A key area of difference between capsule and neural is the divergent workloads they are suited to handle. Capsule networks are right for problems “less open-ended and less discovery-oriented, that are more utility oriented,” Fitzmaurice said. “This won’t spell the death of neural networks. Neural networks will do things capsule networks won’t, like find patterns that we weren’t expecting. But we don’t need that (capability) for things where the patterns are well understood, where we know the patters already.”

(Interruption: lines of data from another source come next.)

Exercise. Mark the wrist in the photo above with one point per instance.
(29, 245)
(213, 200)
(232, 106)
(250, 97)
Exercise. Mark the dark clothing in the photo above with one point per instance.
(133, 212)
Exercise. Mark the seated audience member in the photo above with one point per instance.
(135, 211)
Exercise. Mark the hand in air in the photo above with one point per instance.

It means capsule networks will be effective “as long as we’re willing to make some assumptions at the beginning,” Fitzmaurice said. “And for a whole lot of business problems those assumptions are perfectly safe. For other (types of problems) I still want a neural network, I want it to in effect ask questions, to look at all possible data and find patterns it never occurred to me to look for. But not every business process requires that.”
“If I’m willing to give it (a capsule network) some up-front data, then I don’t need to give it as much raw data,” he said, “so I as a provider could deliver democratized services to lots of people."
He said capsule networks, trained in advance on how a thing or a process should look, could lead to advances in medical diagnostics.
“Practically speaking, I wouldn’t trust a neural network to look at x-rays because we just don’t have enough similar but different x-rays to … look for an anomaly in one compared to a bunch of others,” Fitzmaurice said. “But capsule networking might actually help here, because it’s already been taught what a normal x-ray is supposed to look like, and then it can look for anomalies within the right amount of variance.”
He foresees capsule networks capabilities offered via public cloud providers, making deep learning and AI significantly more accessible and affordable.
“I can tell you we’re reaching a tipping point this year, certainly the beginning of next year,” he said. “With AI, it used to be if you didn’t have the economies of scale in terms of data and computing power you couldn’t do AI. AI is now getting to the point of becoming ‘intelligence-as-a-service.’”
Lower cost AI not only would have broad market appeal, he said, it could also lead to more sharing of data – securely, of course.
“If enough cloud providers deliver intelligence-as-a-service, enough customers could feed it enough data that it could get pretty smart pretty quickly,” he said. “As long as there are protections for my data from your data, when it comes out I don’t mind if they’re mixed together to teach it to be smarter.
Incidentally, put down Fitzmaurice among those who aren’t fearful of technology “singularity,” the idea that artificial super-intelligence will trigger runaway technological growth that changes human civilization. For the foreseeable future, he sees AI being primarily assigned to discreet (and mundane) business tasks.
“AI is really useful,” he said, “but we think of it as replacing humans, and AI replaces humans no more than business process automation replaces humans, or word processing replaced humans, or spreadsheets replaced humans. We still need humans to do lots of things. But what AI is really good at is repeated, annoying, tedious things that humans get tired or bored with. Finding patterns in a very large data set, most humans I know would be asleep in very short order.”